Last but not least there's 'M*A*S*H'. Actually the title is 'MASH' without the asterisks, it was the TV show that had the asterisks. Robert Altman's send-up of Viet Nam set in Korea during the Korean Conflict because making a movie critical of Viet Nam and the absurdity of military life in 1970 was career suicide. Sure, the theme song may have said it's painless but Altman was just beginning his career in feature films and it's assumed he wanted to keep working.

Honestly, though I do admire the satire and the smart-ass tone and how Duvall's religious fanatic and all around pious hypocrite knucklehead Frank Burns was correctly identified as an idiot and a threat to brains and decency as opposed to today when such people are revered and feared and coddled lest we incur their low-IQ wrath, I mostly like 'MASH' because of Elliot Gould and Donald Sutherland's shaggy hirsute sex appeal.
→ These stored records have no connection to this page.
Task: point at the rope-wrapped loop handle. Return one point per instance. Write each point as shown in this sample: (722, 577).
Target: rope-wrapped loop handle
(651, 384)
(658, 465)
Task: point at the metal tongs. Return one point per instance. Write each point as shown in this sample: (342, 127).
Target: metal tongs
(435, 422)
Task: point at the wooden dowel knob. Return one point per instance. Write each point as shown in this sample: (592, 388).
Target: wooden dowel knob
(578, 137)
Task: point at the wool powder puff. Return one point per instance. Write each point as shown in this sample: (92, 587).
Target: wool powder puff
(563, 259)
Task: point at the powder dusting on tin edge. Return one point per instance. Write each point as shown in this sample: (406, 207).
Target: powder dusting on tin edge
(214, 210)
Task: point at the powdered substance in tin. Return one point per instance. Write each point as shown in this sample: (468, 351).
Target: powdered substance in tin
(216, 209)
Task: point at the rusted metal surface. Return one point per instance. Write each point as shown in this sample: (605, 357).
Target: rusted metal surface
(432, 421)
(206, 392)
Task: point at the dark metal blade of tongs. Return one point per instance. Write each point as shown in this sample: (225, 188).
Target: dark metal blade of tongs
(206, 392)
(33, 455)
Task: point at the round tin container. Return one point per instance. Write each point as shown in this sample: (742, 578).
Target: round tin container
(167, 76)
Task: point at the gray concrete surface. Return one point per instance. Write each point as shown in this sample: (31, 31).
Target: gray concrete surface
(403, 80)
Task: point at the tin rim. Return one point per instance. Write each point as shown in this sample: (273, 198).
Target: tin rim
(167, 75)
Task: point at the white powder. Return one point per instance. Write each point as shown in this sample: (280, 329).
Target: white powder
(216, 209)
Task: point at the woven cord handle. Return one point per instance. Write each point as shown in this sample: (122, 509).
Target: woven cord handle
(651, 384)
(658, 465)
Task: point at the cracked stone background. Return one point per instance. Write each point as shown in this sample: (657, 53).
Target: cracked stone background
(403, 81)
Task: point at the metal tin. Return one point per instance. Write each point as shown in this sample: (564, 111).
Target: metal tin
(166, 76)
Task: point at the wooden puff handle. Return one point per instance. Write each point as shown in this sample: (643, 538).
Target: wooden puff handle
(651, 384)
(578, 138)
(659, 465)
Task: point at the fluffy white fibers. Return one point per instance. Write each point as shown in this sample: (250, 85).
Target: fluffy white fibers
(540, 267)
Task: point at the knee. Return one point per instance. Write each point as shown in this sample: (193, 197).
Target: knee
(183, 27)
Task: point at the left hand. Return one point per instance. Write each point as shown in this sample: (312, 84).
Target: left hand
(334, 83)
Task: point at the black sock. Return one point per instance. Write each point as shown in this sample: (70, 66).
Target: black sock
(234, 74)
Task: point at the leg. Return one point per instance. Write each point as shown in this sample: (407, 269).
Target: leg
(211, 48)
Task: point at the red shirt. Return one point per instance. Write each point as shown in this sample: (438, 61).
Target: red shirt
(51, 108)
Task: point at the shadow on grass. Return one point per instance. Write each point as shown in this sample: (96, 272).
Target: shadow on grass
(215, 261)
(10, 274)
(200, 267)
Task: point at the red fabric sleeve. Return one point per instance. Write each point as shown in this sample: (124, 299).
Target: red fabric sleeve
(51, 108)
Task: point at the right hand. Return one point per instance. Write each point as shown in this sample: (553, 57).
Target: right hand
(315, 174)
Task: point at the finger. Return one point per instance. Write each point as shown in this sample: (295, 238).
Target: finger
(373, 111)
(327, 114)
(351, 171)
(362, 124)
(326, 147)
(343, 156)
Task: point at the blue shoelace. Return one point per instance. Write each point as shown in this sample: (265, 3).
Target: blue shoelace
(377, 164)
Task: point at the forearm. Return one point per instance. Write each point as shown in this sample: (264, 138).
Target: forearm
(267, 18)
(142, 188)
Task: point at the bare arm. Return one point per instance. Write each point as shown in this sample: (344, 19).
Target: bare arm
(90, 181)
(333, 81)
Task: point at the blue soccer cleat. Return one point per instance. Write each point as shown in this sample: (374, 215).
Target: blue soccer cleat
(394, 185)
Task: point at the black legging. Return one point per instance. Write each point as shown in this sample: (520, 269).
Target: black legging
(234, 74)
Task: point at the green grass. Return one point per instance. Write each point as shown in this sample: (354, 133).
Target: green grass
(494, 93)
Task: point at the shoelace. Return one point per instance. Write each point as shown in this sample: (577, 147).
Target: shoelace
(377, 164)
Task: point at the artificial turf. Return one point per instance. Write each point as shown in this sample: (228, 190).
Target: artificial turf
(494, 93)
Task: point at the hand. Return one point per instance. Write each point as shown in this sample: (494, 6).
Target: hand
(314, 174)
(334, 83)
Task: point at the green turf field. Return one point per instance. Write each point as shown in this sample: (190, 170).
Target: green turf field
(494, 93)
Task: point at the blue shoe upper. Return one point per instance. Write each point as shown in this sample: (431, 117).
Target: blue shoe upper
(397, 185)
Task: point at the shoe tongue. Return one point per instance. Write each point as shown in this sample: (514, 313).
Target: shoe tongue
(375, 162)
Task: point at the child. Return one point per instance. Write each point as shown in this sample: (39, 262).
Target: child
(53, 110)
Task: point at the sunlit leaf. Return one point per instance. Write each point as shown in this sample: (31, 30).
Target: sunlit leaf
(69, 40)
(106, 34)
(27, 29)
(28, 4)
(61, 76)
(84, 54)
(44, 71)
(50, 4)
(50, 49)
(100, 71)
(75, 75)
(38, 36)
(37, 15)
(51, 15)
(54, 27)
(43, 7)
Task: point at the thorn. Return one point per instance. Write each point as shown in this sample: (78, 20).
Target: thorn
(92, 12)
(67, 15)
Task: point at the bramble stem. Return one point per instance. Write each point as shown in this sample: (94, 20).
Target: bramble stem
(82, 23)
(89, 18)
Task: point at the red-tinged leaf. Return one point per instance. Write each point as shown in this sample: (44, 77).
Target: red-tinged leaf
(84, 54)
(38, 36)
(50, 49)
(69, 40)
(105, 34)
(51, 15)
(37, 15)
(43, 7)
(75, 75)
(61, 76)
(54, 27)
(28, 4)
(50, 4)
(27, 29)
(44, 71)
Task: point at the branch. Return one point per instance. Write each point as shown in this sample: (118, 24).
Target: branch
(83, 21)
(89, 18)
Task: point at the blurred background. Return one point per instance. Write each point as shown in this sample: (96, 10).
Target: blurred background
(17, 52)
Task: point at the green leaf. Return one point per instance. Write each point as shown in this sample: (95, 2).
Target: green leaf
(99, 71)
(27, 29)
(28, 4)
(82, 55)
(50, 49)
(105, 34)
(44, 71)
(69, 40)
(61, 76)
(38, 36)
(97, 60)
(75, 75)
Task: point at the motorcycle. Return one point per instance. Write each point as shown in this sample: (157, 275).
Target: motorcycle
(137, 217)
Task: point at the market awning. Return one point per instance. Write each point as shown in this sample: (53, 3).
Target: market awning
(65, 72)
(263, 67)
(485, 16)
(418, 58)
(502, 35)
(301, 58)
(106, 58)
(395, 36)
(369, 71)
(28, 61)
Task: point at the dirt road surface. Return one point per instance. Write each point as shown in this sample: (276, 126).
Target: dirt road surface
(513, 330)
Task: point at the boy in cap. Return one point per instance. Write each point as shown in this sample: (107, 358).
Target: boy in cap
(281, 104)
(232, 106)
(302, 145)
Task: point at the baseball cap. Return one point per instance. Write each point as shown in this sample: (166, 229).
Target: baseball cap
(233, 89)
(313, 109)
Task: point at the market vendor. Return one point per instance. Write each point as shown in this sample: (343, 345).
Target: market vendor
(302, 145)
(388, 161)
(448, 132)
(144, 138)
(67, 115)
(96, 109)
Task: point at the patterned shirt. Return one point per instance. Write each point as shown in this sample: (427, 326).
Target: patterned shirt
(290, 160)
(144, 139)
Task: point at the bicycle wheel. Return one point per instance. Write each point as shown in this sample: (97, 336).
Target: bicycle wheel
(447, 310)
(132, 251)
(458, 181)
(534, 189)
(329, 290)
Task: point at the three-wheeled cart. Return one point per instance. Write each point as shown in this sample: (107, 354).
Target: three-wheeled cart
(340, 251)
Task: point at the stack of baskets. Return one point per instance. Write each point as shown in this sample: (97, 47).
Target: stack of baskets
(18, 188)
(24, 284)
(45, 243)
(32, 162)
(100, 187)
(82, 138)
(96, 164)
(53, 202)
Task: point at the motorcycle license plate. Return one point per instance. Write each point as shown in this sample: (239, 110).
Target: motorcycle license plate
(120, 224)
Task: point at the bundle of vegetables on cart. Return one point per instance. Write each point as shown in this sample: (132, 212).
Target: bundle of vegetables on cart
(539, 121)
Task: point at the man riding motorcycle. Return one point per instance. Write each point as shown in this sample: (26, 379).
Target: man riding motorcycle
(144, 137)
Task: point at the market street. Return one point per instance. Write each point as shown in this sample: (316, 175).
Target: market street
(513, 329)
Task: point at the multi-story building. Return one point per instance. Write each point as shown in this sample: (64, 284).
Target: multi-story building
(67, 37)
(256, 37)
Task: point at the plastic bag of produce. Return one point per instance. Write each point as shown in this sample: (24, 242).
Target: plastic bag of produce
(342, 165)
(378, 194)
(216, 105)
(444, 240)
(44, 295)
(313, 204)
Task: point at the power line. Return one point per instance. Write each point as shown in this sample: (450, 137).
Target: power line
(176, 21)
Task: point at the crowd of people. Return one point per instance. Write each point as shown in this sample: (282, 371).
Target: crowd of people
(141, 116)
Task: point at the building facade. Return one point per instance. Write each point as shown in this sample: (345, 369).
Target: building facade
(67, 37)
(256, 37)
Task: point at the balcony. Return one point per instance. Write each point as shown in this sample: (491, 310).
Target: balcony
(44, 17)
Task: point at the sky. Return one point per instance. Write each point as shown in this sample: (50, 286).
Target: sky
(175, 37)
If I could be the filling in a Sutherland/Gould sandwich I'd die a happy woman. Yes, even today when Elliot Gould has grown quite round and Donald Sutherland looks like a strangely animate cadaver. A girl never forgets her first crush and those two were the crushiest of crushes for me.

Alas, the hour draws down late. I stopped in the middle of my rather gushing reviews to have a wonderful chat with my guy and discuss plans for the weekend. Now, however, I'm going to play eenie, meanie, miney, moe with my new dvd treasures and settle in for some damn fine movie time.